ConditionPathExists=
We use this to enter to start a different set of services if we have not yet been configured. For example, don’t start our main application node yet but do start a service to download configuration information from the cloud. Although this is the only Condition… directive that we currently use, I can imagine that most of the others are equally useful.

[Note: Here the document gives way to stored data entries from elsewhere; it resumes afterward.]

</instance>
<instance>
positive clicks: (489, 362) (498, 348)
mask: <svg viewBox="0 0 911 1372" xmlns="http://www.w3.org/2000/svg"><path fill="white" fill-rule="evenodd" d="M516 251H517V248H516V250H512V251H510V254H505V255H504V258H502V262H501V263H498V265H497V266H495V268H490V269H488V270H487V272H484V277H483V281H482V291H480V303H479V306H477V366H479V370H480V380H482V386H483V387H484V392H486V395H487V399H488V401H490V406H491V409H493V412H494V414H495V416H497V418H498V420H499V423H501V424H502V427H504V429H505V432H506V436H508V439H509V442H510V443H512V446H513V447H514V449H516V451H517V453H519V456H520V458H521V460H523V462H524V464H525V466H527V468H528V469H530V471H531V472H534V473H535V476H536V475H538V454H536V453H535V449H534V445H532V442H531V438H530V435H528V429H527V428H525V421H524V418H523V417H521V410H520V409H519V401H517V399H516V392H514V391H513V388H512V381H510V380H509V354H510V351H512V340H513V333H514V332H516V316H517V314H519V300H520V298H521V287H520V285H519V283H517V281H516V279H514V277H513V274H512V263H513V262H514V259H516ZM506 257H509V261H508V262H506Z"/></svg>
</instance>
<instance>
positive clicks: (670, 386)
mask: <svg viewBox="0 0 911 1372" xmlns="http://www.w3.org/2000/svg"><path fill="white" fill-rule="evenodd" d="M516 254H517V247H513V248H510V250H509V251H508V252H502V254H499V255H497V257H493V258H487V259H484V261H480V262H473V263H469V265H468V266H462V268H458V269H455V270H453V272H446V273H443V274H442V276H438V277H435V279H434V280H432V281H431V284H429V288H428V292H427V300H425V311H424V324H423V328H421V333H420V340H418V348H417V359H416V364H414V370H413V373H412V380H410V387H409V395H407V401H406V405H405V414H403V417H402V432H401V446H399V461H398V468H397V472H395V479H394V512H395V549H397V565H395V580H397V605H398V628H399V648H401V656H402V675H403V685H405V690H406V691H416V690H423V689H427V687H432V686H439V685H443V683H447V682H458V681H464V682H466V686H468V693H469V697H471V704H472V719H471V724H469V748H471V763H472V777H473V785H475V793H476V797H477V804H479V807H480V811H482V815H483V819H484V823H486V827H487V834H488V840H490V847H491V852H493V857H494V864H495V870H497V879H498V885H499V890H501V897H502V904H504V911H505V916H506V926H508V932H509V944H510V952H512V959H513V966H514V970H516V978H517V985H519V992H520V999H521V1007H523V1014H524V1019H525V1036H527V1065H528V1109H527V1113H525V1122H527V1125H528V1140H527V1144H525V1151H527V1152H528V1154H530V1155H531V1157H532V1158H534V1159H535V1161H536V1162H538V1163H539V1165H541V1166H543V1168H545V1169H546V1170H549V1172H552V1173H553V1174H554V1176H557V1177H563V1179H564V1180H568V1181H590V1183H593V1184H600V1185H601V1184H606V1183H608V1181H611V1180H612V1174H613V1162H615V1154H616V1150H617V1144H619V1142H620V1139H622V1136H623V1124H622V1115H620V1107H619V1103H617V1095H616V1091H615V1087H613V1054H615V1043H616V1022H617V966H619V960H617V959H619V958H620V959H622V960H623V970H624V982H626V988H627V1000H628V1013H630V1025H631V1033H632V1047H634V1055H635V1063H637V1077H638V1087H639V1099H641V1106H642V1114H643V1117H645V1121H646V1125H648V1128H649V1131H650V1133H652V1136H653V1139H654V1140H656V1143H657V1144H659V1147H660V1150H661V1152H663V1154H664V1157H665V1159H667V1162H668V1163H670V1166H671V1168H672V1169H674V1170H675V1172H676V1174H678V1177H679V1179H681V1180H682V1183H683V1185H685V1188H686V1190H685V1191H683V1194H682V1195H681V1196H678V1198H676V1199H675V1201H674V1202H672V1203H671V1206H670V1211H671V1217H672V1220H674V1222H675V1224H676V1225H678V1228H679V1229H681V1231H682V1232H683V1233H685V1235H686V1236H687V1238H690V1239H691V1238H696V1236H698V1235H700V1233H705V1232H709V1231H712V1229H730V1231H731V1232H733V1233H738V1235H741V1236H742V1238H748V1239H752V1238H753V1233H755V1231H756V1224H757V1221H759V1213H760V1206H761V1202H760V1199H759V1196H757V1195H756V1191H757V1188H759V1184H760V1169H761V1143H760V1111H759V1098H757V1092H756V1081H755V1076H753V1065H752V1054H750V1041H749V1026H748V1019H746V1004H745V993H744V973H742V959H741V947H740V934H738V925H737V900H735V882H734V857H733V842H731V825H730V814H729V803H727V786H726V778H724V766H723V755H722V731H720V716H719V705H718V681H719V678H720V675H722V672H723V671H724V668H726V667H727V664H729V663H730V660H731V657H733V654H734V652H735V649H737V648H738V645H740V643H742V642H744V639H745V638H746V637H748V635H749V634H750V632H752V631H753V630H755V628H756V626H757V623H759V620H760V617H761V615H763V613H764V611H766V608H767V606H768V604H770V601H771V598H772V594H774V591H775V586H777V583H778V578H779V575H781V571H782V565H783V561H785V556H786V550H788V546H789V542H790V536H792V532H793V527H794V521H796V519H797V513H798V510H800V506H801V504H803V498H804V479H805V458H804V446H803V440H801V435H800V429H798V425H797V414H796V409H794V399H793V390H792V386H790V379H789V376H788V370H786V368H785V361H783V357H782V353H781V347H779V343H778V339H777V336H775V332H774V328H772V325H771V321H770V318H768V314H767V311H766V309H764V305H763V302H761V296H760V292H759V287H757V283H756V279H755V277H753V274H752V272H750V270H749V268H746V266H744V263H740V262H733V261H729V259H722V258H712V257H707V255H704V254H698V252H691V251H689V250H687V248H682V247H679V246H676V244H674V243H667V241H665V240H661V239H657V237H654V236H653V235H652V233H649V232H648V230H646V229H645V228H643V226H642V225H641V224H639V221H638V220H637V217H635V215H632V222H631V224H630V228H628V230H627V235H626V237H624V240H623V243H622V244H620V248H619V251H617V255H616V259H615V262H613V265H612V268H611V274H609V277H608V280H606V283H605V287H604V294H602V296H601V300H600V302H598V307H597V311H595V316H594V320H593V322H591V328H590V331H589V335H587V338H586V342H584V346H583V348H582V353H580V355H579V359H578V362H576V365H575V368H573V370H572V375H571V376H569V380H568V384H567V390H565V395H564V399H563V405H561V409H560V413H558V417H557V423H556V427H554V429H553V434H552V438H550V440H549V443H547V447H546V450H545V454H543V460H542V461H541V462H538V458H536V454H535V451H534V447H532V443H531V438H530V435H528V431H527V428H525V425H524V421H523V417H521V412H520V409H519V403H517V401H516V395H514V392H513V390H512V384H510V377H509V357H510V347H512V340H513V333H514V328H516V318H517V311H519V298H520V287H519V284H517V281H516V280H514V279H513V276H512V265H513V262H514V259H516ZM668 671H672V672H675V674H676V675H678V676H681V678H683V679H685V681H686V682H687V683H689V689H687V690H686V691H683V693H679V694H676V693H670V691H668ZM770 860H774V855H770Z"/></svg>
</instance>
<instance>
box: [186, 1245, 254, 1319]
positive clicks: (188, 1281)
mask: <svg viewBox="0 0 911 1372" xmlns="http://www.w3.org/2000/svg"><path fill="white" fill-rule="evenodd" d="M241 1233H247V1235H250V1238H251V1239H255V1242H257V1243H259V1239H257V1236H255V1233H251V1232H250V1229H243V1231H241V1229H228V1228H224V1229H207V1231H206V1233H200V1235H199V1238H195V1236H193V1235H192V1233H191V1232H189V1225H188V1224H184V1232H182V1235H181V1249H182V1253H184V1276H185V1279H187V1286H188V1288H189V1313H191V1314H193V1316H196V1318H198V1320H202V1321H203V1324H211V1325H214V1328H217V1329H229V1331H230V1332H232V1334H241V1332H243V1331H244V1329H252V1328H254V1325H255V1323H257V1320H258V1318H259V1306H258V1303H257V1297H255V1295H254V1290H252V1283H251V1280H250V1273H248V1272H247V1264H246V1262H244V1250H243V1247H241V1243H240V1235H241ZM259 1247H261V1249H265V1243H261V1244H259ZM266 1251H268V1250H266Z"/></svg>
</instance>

Environment=, EnvironmentFile=
Some behavior in ROS launch files can only be configured using environment variables. Note that the current ability to specify an environment variable in snapcraft.yaml only accepts hard-coded values as far as I know. We need to load them from a config file.

Conflicts=
This is helpful for systemd target-based mode switching, in cases where modes are mutually exclusive. For example, higher-energy ROS services would Conflicts= with our low-power.target, and our “normal.target” will Conflict= with our low-power.target

Alias=
We use this for debugging, by specifying all dependencies via an aliased service name. Thus we can disable the normal service and enable a different one with the same alias to make a substitute. The substitute may compiled with debug flags and no optimization, or run under gdb, strace, etc.

As you can imagine, lack of support for these made porting to Snap a very big challenge. So far, we have to run a configure hook that rewrites the .service files, which is very messy and totally breaks confinement. Supporting these directives in snapcraft + snapd will be a HUGE plus!